Os adolescentes adoram esse lugar do apocalipse. Eles se veem lá: é um espelhamento. O lugar destruído é a casa, a escola, o mundo em si, os lugares onde eles estão. “Minha casa está um caos”. Também escuta-se que “o mundo é ruim e preciso descobrir como sobrevier neste mundo” – e as narrativas pós-apocalípticas tendem a “mostrar que sou capaz de tomar decisões por mim mesmo”.  Ali se projetam. E ali existe o medo: o perigo é um desafio e o ‘medo ajuda a organizar o mundo’ como dizem Mario e Diana Corso. O medo enquanto mecanismo de proteção contra os perigos – se estamos diante de um precipício e temos medo, a gente não avança e não cai, mas se não tem medo, a gente dá um passo à frente e cairá – e de formulação, portanto, de soluções para enfrentar o perigo. É assim que nascem os cientistas – diante do medo da morte que um vírus pode ocasionar vão buscar desenvolver medicamentos, vacinas, criar tecnologias de segurança etc.

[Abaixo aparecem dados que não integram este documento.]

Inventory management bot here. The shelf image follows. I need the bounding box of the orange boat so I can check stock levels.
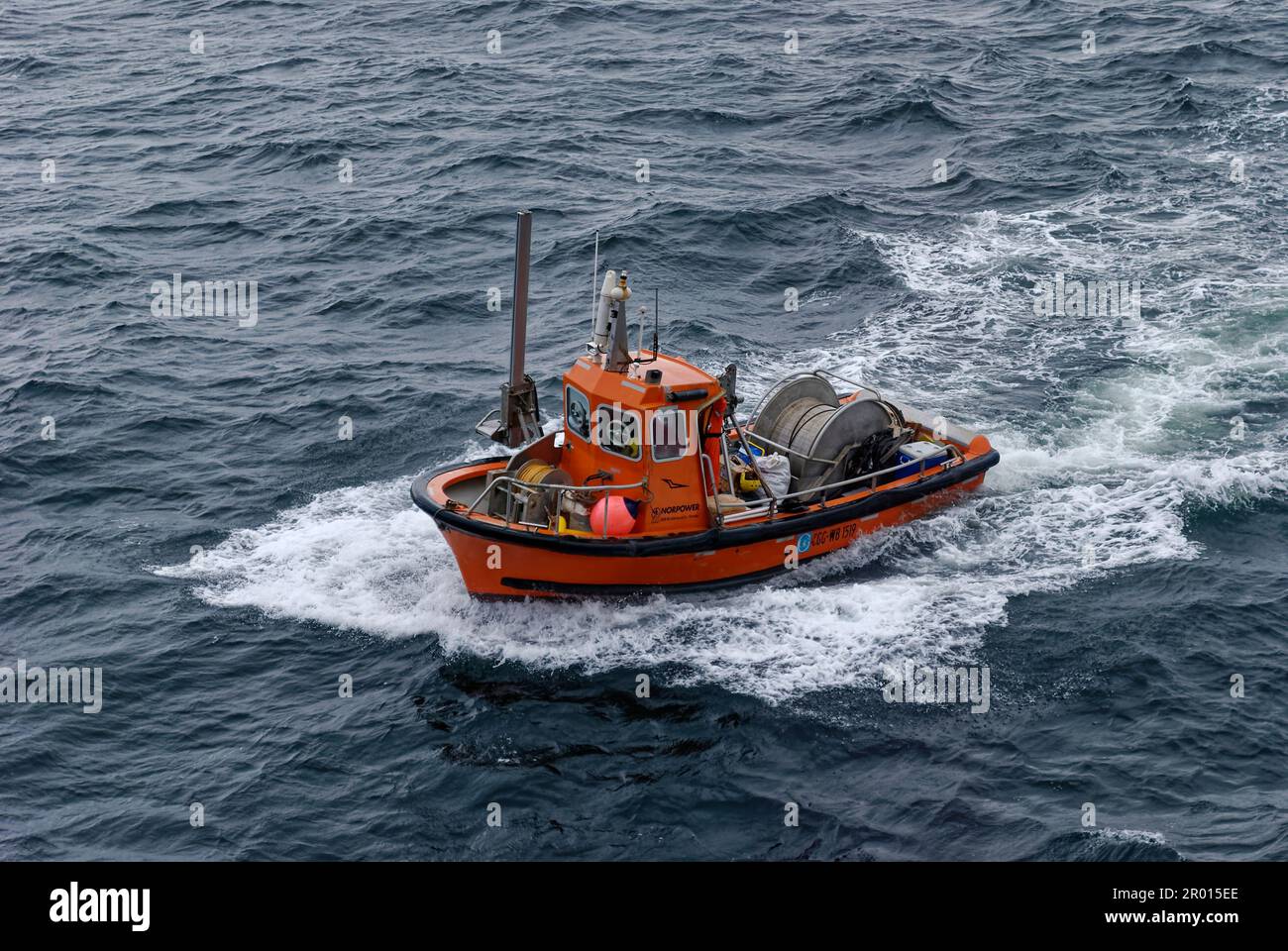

É assim que se desenvolve a criatividade – lembremos dos artistas e escritores que criaram textos, pinturas, esculturas, teatro, músicas, enfim, obras de arte que trazem como narrativa soluções para problemas que o mundo apresenta. 

O que, talvez, falte neste contexto, é perceber que, muitas vezes, quando um adolescente traz essa admiração pelo apocalíptico, pelo terror, ele não está dizendo que gosta da morte, que deseja a morte, que é rebelde e deseja destruir as coisas... mas que ele quer poder apresentar soluções aos problemas, ser reconhecido na sua individualidade, ser permitido a criatividade, busca de estratégias. Em um atendimento, ouvi de uma adolescente: “quando assisti aquela série, percebi que posso dar conta de resolver meus problemas sem ficar o tempo todo dependendo de um adulto”. E que “posso, assim, enfrentar o meu medo”.

“O medo é um importante instrumento para organizar o mundo: através dele classificamos o que é perigoso e o que é confiável, o que é seguro e o que inspira cuidados. Sabendo o que temer podemos também relaxar quando estamos longe e a salvo do que nos apavora. O medo nos livra da angústia que é mais insuportável. Por ser constituída de sensações vagas, portanto não ter um objeto claro que represente a ameaça, ela nos deixa reféns de tudo, é puro sofrimento. Quando elegemos algo para ter medo nos livramos dela”. – Mario e Diana Corso

O mundo destruído simboliza esse lugar caótico do dia a dia, dos estudos intensificados de conteúdo, das cobranças familiares, das cobranças dos grupos sociais, das redes sociais, etc., e ver um personagem que ali enfrenta tudo sozinho e precisa dar conta do medo, da angústia, da ansiedade, do caos, é um espelhamento desafiador e fortificante para o ego. Enfim, vale lembrar que aquilo que se opõe à realidade é atrativo, pois, além de fuga do comum, traz em si uma narrativa de mudanças: ao mesmo tempo que ‘o não é mais o mesmo’ pode dar medo e insegurança, também oferta a ideia de transformação e de superação.